The feature can also be used to improve performance, or to tradeoff memory footprint and performance, for environments of moderate complexity.

This page provides a high level description of the functionality provided, with a working implementation of the technique provided in an example project.
In addition to providing a reference implementation, simply running this example and moving around in the environment can be very helpful for understanding exactly how the technique works.

Overview

The basic idea is that the world is divided on the basis of x and y (horizontal) coordinates into a regular set of rectangular tiles. Each tile has both a 'handled region', from the base tiling, and a 'represented region', that extends outside the handled region.

A PathEngine iMesh instance is created for each tile. Each iMesh instance covers the represented region for the relevant tile. The represented regions, and therefore the iMeshes, overlap.
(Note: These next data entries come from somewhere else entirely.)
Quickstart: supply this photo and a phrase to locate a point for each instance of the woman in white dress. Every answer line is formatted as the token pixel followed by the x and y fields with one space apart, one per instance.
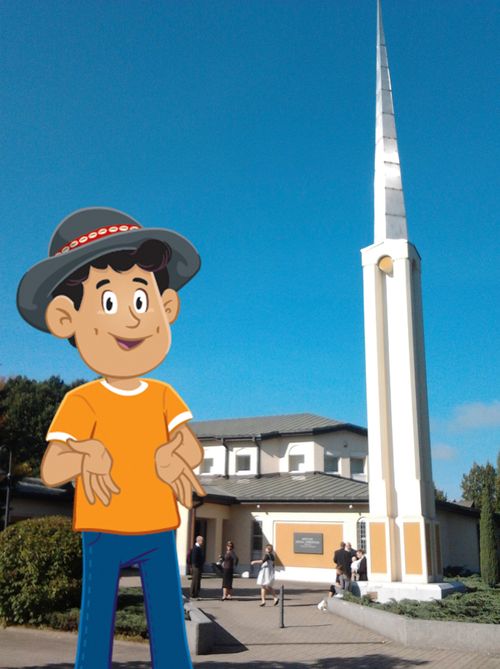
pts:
pixel 265 577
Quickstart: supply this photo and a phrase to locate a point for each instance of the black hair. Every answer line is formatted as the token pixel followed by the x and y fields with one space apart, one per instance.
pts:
pixel 152 256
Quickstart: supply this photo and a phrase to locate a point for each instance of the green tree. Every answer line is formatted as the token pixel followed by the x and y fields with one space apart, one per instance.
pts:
pixel 497 484
pixel 488 543
pixel 26 411
pixel 473 483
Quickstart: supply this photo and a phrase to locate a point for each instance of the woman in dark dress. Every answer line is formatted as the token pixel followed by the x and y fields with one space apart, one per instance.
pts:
pixel 229 563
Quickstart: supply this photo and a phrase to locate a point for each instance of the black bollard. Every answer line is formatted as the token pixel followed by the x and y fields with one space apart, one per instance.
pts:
pixel 282 606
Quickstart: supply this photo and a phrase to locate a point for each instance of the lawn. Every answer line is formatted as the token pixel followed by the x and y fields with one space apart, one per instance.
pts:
pixel 480 604
pixel 130 616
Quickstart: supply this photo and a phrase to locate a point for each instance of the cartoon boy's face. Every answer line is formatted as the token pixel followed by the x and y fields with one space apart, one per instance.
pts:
pixel 122 328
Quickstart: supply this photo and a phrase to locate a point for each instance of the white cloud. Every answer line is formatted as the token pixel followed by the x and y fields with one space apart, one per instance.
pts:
pixel 475 415
pixel 443 452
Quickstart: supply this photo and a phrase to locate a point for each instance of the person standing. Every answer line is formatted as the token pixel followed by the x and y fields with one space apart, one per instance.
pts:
pixel 230 561
pixel 342 584
pixel 342 558
pixel 265 576
pixel 362 568
pixel 350 550
pixel 197 562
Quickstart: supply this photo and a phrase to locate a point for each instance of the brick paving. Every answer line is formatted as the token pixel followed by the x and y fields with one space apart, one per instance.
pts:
pixel 249 637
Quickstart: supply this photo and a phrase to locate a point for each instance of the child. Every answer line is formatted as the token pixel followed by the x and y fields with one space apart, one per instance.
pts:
pixel 110 287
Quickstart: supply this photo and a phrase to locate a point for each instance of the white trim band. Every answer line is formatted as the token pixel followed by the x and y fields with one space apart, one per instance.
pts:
pixel 60 436
pixel 126 393
pixel 179 419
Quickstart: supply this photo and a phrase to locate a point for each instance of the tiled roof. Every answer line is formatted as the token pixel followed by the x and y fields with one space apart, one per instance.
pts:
pixel 269 426
pixel 33 487
pixel 307 487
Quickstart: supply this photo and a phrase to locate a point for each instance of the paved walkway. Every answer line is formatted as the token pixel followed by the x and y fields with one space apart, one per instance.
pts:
pixel 250 637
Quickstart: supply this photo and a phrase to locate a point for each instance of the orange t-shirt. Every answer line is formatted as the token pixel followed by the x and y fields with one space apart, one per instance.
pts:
pixel 131 425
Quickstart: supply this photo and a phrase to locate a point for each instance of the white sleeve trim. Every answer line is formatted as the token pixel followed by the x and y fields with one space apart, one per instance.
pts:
pixel 59 436
pixel 179 419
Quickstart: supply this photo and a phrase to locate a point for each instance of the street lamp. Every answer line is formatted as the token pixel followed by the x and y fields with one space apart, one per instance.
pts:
pixel 9 486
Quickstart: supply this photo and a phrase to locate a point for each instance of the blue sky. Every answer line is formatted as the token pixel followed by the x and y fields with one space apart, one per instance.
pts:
pixel 249 128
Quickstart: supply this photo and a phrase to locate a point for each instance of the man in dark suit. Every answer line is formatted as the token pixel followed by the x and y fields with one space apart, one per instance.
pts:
pixel 197 562
pixel 342 558
pixel 362 569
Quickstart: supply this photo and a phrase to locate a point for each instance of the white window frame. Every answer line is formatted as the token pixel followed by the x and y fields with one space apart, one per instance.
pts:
pixel 332 454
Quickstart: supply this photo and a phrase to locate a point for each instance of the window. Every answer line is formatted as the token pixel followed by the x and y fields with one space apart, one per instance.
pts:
pixel 206 466
pixel 242 463
pixel 257 540
pixel 331 463
pixel 296 463
pixel 357 466
pixel 361 533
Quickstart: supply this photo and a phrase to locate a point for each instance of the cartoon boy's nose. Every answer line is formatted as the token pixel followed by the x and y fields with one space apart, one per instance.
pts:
pixel 136 320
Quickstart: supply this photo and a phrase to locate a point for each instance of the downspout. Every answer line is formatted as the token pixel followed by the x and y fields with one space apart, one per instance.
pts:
pixel 257 441
pixel 226 459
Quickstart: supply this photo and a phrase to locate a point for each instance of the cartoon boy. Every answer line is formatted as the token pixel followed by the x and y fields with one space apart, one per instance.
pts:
pixel 110 287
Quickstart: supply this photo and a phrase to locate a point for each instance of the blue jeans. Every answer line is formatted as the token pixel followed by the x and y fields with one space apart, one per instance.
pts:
pixel 103 556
When pathfinding queries are made, these are dispatched to one of the iMesh instances on the basis of the x and y coordinates of the query start point. This iMesh instance will then be able to pathfind to a query end point anywhere within the represented region for that tile.

A path out of the handled region of one pathfinder tile, in a highly simplified environment.

A subsequent path is queried against a neighbouring tile.

The first of the two images above shows a (very basic) world, with an agent (in light green) standing in a hut and a path for that agent to a target point in another hut. The handled region and represented region for the iMesh instance handling this query are highlighted in dark orange and light orange respectively.

The second image shows the situation after the agent arrives at their destination and subsequently wishes to move again. The agent is now in a different handled region, and so a different iMesh instance is used to handle this query (with the handled and represented regions for this iMesh highlighted in dark purple and light purple respectively).

Represented regions and federation world bounds

The represented region for each tile is clipped to the federation world bounds.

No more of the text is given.